Static disrupting emergency signals
STATE COLLEGE, Penn. — Some days, at the Alpha Fire Company on West Beaver Avenue, getting clear radio communication in the parking lot is a an exercise in frustration.
“We’ve have had problems for at least a year, some areas, two years now. It’s gradually getting worse,” Chief Stan Clouser said. “We either get poor reception, or it puts the radio out of service. If it puts it out of service, we can’t communicate at all; if it’s poor reception, you won’t hear what’s going on from either end.”
The “it” in question is interference, possibly from cellular phone towers. It may take any months before a solution can be found.
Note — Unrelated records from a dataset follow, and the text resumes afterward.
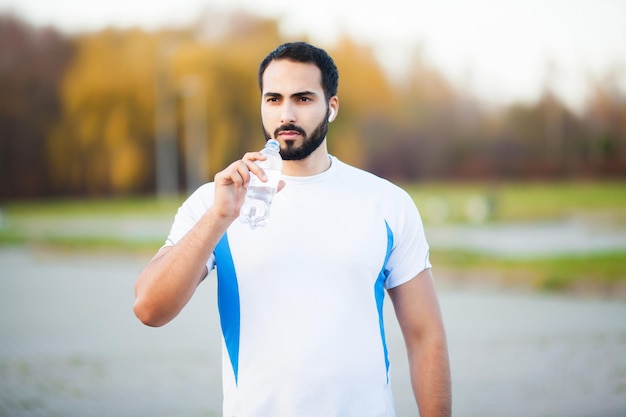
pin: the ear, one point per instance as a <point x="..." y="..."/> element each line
<point x="334" y="108"/>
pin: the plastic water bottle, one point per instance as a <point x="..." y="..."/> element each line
<point x="256" y="208"/>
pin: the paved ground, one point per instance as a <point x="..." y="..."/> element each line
<point x="70" y="346"/>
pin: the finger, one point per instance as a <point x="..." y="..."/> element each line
<point x="250" y="159"/>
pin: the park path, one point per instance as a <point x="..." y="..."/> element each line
<point x="70" y="346"/>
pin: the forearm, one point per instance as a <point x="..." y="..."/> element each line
<point x="167" y="283"/>
<point x="430" y="376"/>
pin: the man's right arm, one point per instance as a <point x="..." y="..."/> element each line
<point x="169" y="280"/>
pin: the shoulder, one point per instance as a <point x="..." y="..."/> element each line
<point x="199" y="201"/>
<point x="375" y="186"/>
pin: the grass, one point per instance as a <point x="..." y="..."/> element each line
<point x="522" y="202"/>
<point x="595" y="272"/>
<point x="28" y="223"/>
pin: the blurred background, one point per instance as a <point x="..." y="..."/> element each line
<point x="505" y="121"/>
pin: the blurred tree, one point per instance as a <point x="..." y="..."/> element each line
<point x="606" y="115"/>
<point x="103" y="144"/>
<point x="32" y="62"/>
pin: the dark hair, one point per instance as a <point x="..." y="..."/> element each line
<point x="305" y="53"/>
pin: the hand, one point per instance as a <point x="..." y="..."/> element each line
<point x="231" y="185"/>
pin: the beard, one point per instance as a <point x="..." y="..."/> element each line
<point x="310" y="143"/>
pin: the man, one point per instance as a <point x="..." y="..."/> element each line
<point x="300" y="300"/>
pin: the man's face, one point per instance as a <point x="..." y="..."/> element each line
<point x="293" y="108"/>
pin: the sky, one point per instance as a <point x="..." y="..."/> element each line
<point x="498" y="50"/>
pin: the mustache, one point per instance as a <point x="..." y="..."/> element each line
<point x="290" y="127"/>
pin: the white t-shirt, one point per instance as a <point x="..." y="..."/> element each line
<point x="301" y="299"/>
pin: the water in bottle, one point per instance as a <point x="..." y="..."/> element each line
<point x="256" y="207"/>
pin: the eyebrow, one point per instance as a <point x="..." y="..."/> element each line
<point x="299" y="94"/>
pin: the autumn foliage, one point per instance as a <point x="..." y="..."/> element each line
<point x="124" y="111"/>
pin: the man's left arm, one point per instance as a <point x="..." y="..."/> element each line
<point x="419" y="315"/>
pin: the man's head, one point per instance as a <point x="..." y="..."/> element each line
<point x="306" y="54"/>
<point x="299" y="97"/>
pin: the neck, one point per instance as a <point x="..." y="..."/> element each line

“It’s just so doggone complicated,” said Dan Tancibok, director of public safety for Centre County. “It’s not a matter of someone talking on my frequency. We are all on the frequencies we are supposed to be on, it’s just that they are causing interference with each other.”
Nextel Partners Inc., which operates the towers, and administrators in Centre County government say they are committed to finding a solution as quickly as possible.
The next step is conducting technical testing to see from where the interference is coming. Further action will be taken based on those tests.
Julie Taylor, area marketing manager for Nextel, said each situation merits its own analysis. No specific solutions can be offered at this time, she said, since the problem itself has not been clearly identified.
The Federal Communications Commission allocates frequencies. It happens that those given to public safety entities and some private wireless companies are located in the same area of the frequency spectrum — 800 MHz.
Because of the way communications with both cell phone calls and emergency personnel radio communication are routed, interference can occur.
Tancibok said that, based on reports from field users, reception near the intersection of Beaver Avenue and Atherton Street, at East College Avenue and the 322 bypass, and near the Nittany Mall has typically been bad.
Tancibok said the Beaver-Atherton intersection appears to be affected the most. Over the last nine months, there have been a significant number of times when there has been no ability to communicate, he said. The fire station is located at 400 W. Beaver Ave.
This issue does not affect the public’s ability to dial 911 from cell phones. It is limited strictly to the ability to communicate with personnel in the field — and only when they are in those areas.
So far, interference has only been a hassle for the fire company. But for Clouser, the what ifs” linger.
“For example, if we get a structure fire with entrapment, and if our chief officers on scenes can’t communicate with crews inside, we have to send another crew in to find out where that crew is and then bring everyone back. It might get to a point where we have to protect ourselves and not people entrapped,” he said.